Die jahrzehntlange chronische Unterfinanzierung bringt den Betrieb der unterprivilegierten Standorte ans Limit – speziell die NMS und Schulen in migrantischen Vierteln. Die Arbeiterkammer schätzt, dass 510 von 5865 Schulen vor schweren oder sehr schweren Herausforderungen stehen. Ein Fünftel aller Schüler Österreichs, konkret 350.000, gehen in solche Schulen – 440 Mio. pro Jahr wären notwendig, um diese Schulen herzurichten, so die AK. Diese „Brennpunktschulen“ sind nur die Spitze des Eisbergs.
Österreich ist ein Einwanderungsland und Vielsprachigkeit Realität. Dies wurde über Jahre „übersehen“. Isolierte Deutschklassen, die 2018 als Spar- und Segregationsmaßnahme eingeführt wurden versagen auf ganzer Linie. Sie reißen „außerordentliche Schüler“ aus dem Klassenverbund, um ihnen dann im Schnelldurchlauf Deutsch einzutrichtern. Gerade mal die Hälfte schafft es nach 1,5 Jahren zurück in die Regelklasse.

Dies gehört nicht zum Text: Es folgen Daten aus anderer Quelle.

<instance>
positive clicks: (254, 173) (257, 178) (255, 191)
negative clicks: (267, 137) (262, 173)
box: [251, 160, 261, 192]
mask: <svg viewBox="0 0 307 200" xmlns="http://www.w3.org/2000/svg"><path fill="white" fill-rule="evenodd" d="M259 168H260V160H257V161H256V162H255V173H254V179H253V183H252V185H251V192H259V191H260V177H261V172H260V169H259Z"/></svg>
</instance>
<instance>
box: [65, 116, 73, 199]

Das brüchige Fundament der Schule wird weiter unterspült durch staatliche Stimmungsmache gegen Migranten. Während 43% der Jugendlichen (Ö3 Jugendstudie) der Demokratie misstrauen, will Bildungsminister Wiederkehr mit einer „Demokratieoffensive“ staatlich verordnete Solidarität mit Israel durchsetzen und Begeisterung für das Bundesheer in den Schulen erzwingen. Dazu kommt die Erfahrung von Alltagsdruck und Perspektivlosigkeit, die tausende Jugendlichen verzweifeln lässt. Psychische Probleme sind kein Einzelphänomen, sondern Normalität.
Während damit die realen Anforderungen an den Lehr- und Kindergartenberuf steigen, findet Arbeitsintensivierung und Entprofessionalisierung statt. Von 2018/19 bis 2023/24 stiegen Überstunden um 20%. 10% der Lehrer haben Sonderverträge – d.h. sie sind nicht ausgebildet. An Mittelschulen in Oberösterreich und Tirol werden jeweils 35% und 46% der Unterrichtsgegenstände fachfremd unterrichtet.

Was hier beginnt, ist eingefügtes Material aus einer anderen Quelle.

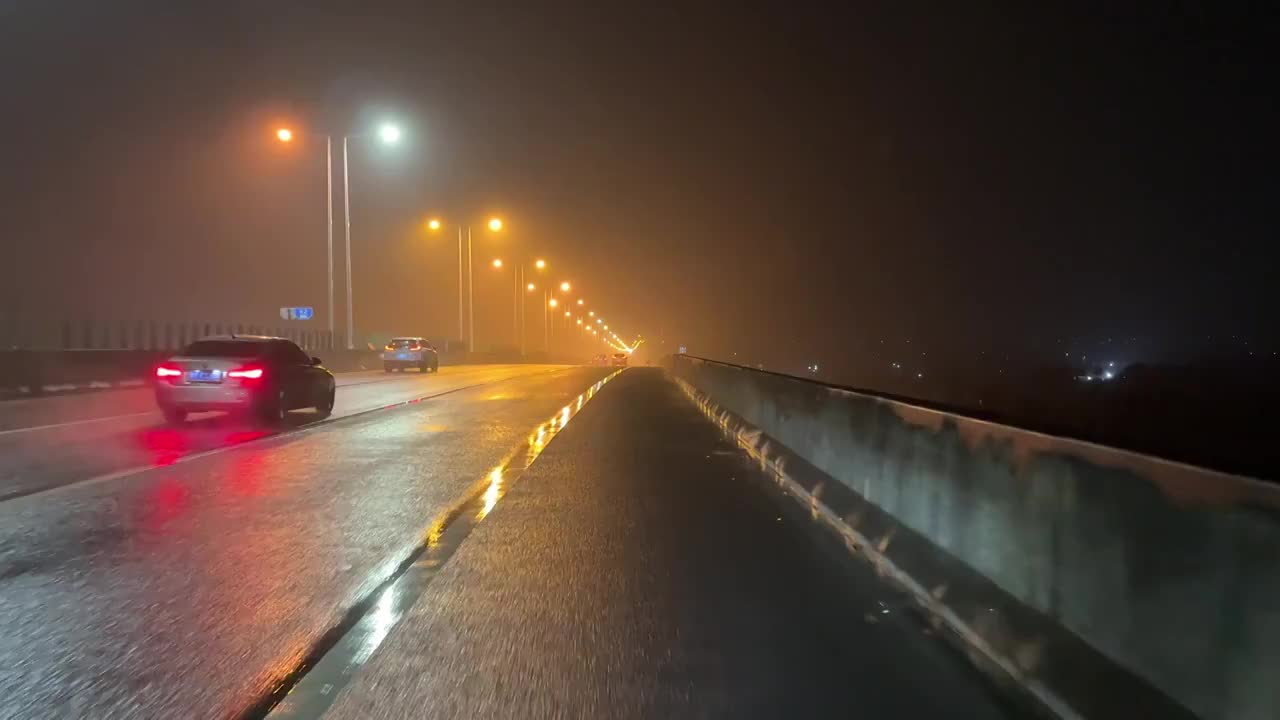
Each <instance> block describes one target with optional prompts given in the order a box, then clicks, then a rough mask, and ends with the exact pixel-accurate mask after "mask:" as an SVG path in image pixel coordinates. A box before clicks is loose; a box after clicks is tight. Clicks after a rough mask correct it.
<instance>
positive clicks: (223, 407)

In zunehmenden Teilen des Bildungssystems wird damit nicht mal mehr das Mindestmaß sichergestellt: die Präsenz eines Lehrers, der in der Lage ist, die ganze Klassengemeinschaft zu unterrichten und dafür auch fachlich und pädagogisch ausgebildet ist. Doch das Schulsystem ist mehr als Wissensvermittlung. Wohl oder übel ziehen Jugendliche hier den Hauptteil der Kulturtechniken, um sich in die Gesellschaft einzugliedern. Schulen sind grundlegende Einrichtungen der Gesellschaft. Sie bröckeln an allen Ecken und Enden.

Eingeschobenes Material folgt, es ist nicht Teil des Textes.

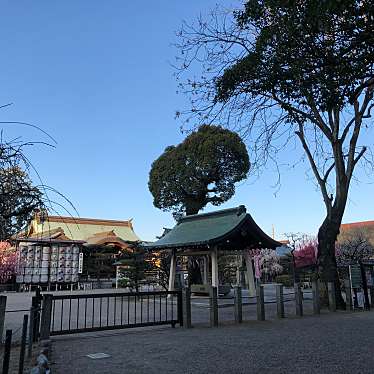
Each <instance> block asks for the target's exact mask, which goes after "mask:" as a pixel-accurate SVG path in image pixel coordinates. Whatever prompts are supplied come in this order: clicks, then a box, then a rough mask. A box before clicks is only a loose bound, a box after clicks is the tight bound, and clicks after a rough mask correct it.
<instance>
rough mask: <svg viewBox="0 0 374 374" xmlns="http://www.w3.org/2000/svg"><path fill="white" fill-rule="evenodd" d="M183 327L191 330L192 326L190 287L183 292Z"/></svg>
mask: <svg viewBox="0 0 374 374" xmlns="http://www.w3.org/2000/svg"><path fill="white" fill-rule="evenodd" d="M182 315H183V318H182V325H181V326H183V327H184V328H186V329H190V328H191V327H192V325H191V289H190V288H189V287H187V288H183V290H182Z"/></svg>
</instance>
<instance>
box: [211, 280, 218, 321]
mask: <svg viewBox="0 0 374 374" xmlns="http://www.w3.org/2000/svg"><path fill="white" fill-rule="evenodd" d="M209 307H210V326H211V327H217V326H218V289H217V287H211V288H210V295H209Z"/></svg>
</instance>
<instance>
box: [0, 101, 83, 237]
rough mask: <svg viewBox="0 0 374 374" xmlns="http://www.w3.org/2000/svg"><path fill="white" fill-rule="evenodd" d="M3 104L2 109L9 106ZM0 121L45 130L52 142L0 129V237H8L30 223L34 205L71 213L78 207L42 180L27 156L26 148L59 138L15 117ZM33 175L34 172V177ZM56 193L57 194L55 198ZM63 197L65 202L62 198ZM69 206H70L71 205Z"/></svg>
mask: <svg viewBox="0 0 374 374" xmlns="http://www.w3.org/2000/svg"><path fill="white" fill-rule="evenodd" d="M6 106H8V105H4V106H2V107H0V109H2V108H4V107H6ZM0 125H1V126H2V127H5V126H7V125H9V126H14V125H21V126H27V127H31V128H33V129H36V130H38V131H39V133H42V134H43V135H44V136H46V137H47V138H48V140H49V141H50V142H45V141H33V142H28V141H24V140H23V139H22V137H17V138H11V139H7V138H6V137H5V135H4V129H3V128H1V130H0V240H5V239H9V238H10V237H11V236H13V235H14V234H16V233H19V232H20V231H21V230H22V229H23V228H25V226H26V225H27V224H28V223H29V221H30V219H31V218H32V216H33V213H34V210H35V209H42V210H48V211H52V212H55V213H57V214H58V211H61V210H64V211H65V212H67V213H68V214H70V209H73V210H74V211H75V212H76V210H75V208H74V206H73V204H72V203H71V201H70V200H69V199H68V198H67V197H66V196H65V195H63V194H62V193H60V192H59V191H57V190H56V189H55V188H53V187H51V186H49V185H47V184H46V183H44V181H43V180H42V178H41V176H40V175H39V173H38V170H37V168H35V167H34V165H33V164H32V162H31V161H30V160H29V158H28V156H27V151H26V150H27V148H28V147H32V146H36V145H43V146H48V147H54V146H55V144H57V142H56V141H55V140H54V139H53V138H52V137H51V136H50V135H49V134H47V133H46V132H45V131H44V130H42V129H40V128H39V127H37V126H35V125H32V124H29V123H25V122H15V121H0ZM31 175H33V177H34V178H33V179H34V180H36V183H35V181H34V180H32V178H31ZM56 197H57V198H56ZM59 200H60V201H61V200H62V202H63V203H61V202H60V201H59ZM69 208H70V209H69Z"/></svg>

Dementsprechend breit wird die Krise des Bildungssystems diskutiert und Bildungsminister Wiederkehr von den Neos hat eine „Reformoffensive“ gestartet. Lässt man die Schaumschlägerei beiseite, läuft sie auf Folgendes hinaus: Die Lehrerschaft zu Handlangern machen, um den alltäglichen Schulbetrieb zu straffen, indem „schwierige“ Schüler und „unangepasste“ Migranten aussortiert werden.
Konkret heißt das: Suspendierungen sollen breiter anwendbar gemacht werden, indem „betreut suspendiert“ werden kann. Umsetzungsvorschlag sind „Time-Out-Klassen“, wo die schwierigen Schüler verwahrt werden. Dazu soll die Möglichkeit kommen, Eltern mit bis zu 1000 € Verwaltungsstrafe zu belegen, damit die Schule sie mehr in die Verantwortung zwingen kann.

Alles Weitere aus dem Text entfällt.